Builder sentiment rose in September by one point, according to the National Association of Home Builders/Wells Fargo Housing Market Index, amid a drop in lumber prices and a rise in buyer demand.
Last month also saw a 17.4% year-on-year rise in private housing starts, as well as a month-over-month increase in permits, according to a separate report released this week by the US Census Bureau and Department of Housing and Urban Development (HUD) on new residential construction.
The increase in permits and starts is seen as a response to near record-low rates, the limited supply of existing homes for sale and the unrelenting demand for properties.
Read more: What’s hindering the construction industry?
The upbeat news from the construction sector was, however, offset by the fact that starts on single-family homes fell 2.8% month-over-month during the same period.
First American deputy chief economist Odeta Kushi (pictured) told MPA that while the homebuilders’ sentiment and the overall housing starts increase “was good news”, she pointed out that multifamily housing starts had been the main driver.
She said: “The multifamily has really been responding to the people coming back to the city; the lower vacancy rates and the higher rents that we’ve been seeing.
“Builders are responding to that and to the demand for apartments, and we’re starting to see that creep up in the numbers. This was not at the expense of single family, necessarily, because the decline in single family starts really has a lot to do with supply shortages as opposed to any sort of weakening demand.”
She added that the homebuilders’ sentiment helped to confirm her view that they were responding to strong demand for homes, but that “they would like to build more single-family homes”.
She pointed out that the rate of single-family home projects which had been approved but were still waiting to commence had soared by 50% year over year.
“That’s clearly a sign of ongoing supply chain issues - builders are kind of trying to finish up projects rather than starting new ones,” she said.
The current projects she referred to include a record number of single-family homes under construction, which had increased to 702,000 units - the highest level since 2007.
She, however, expressed concern about material shortages and was less effusive about data showing that lumber prices had plummeted, from more than $1,600 per thousand board feet to the more recent price of about $400.
“Lower lumber prices are reflected in the stock market, but they have not yet made their way to builders.
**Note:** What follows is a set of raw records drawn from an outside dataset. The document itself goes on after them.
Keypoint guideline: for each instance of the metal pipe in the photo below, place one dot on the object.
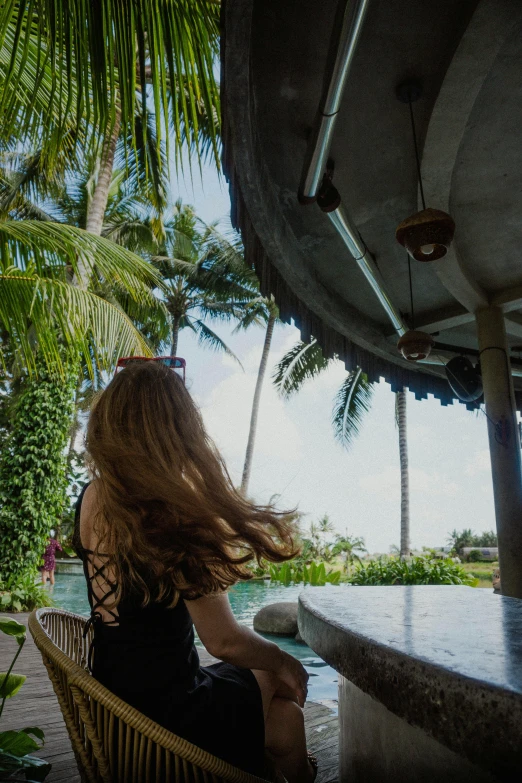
(367, 265)
(351, 30)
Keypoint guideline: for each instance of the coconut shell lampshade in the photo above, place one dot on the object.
(415, 345)
(426, 235)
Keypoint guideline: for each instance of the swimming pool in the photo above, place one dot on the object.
(246, 599)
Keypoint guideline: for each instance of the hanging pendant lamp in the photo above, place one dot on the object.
(426, 235)
(415, 345)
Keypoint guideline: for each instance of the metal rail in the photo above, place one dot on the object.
(351, 30)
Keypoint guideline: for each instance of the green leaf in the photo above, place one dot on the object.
(19, 743)
(302, 362)
(36, 732)
(9, 686)
(352, 402)
(34, 769)
(13, 628)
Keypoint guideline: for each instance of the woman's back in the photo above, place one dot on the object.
(154, 641)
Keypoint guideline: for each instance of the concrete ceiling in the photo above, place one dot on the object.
(467, 55)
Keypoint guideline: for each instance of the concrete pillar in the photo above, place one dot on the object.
(504, 445)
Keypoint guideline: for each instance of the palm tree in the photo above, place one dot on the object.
(62, 61)
(305, 361)
(73, 80)
(42, 258)
(260, 311)
(203, 280)
(400, 418)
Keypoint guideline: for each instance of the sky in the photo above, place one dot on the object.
(296, 456)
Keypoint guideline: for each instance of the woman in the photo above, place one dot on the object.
(49, 559)
(163, 534)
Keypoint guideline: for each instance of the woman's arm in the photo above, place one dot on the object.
(226, 639)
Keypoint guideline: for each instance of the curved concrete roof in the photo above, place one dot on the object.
(277, 58)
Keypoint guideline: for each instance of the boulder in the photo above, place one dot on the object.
(279, 619)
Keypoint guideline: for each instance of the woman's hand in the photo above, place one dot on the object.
(292, 673)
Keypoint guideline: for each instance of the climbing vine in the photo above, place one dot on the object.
(33, 469)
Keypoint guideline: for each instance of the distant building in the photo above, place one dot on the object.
(487, 552)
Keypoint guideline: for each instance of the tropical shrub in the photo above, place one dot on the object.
(22, 594)
(32, 470)
(417, 571)
(15, 746)
(466, 538)
(314, 574)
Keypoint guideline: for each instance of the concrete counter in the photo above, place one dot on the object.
(431, 680)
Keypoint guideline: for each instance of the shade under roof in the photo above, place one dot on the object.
(277, 59)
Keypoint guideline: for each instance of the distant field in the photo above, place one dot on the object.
(481, 571)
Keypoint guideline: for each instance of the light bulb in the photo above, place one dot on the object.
(427, 250)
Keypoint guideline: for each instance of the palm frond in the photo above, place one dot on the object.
(302, 362)
(46, 244)
(210, 339)
(49, 313)
(36, 98)
(145, 163)
(353, 400)
(99, 54)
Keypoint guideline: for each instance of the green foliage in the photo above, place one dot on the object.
(22, 594)
(62, 62)
(32, 471)
(314, 574)
(467, 538)
(15, 746)
(417, 571)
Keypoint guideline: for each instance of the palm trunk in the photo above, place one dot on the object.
(175, 337)
(255, 405)
(405, 492)
(98, 205)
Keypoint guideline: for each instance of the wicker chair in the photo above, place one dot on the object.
(113, 742)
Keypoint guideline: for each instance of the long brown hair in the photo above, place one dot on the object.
(167, 512)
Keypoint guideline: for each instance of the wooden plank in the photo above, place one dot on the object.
(36, 705)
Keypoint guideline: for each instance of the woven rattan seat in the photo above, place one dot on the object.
(112, 741)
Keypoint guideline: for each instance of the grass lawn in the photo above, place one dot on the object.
(481, 571)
The hope is that they will, which should help to ease the cost,” she said, warning that there were still significant shortages in construction materials, particularly for windows and cabinets.
In addition, she alerted to the fact that more skilled laborers in the construction industry were needed. “Those were headwinds that existed even prior to COVID and made worse by the pandemic,” she said. “So I don’t anticipate they will disappear entirely.
“The bottom line is the housing market has been underbuilt for a decade and builders can’t close the gap between supply and demand overnight, but they are trying.”
Nonetheless, she said she expected the easing of supply shortages as the country entered the fall and winter months, which would give builders “a chance to catch up”.
Her comments echoed the views of Dr Robert Dietz from the National Association of Home Builders (NAHB), who last week said that supply chain problems could ease over the next year to year-and-a-half.
“I would generally agree - I think that we’re starting to see that in other parts of the economy as well,” she added.
Looking ahead, she said she expected to see a modest rise in mortgage rates over the medium term due to the improving economy.
She said: “The 30-year fixed rate mortgage is loosely benchmarked to the 10-year Treasury yield, and when times are good, you see that yields creep up and mortgage rates alongside it, likely by the end of the year.
“With that said from a historical perspective, we don’t anticipate that increase in mortgage rates to be substantial. It’ll be a pretty modest increase.”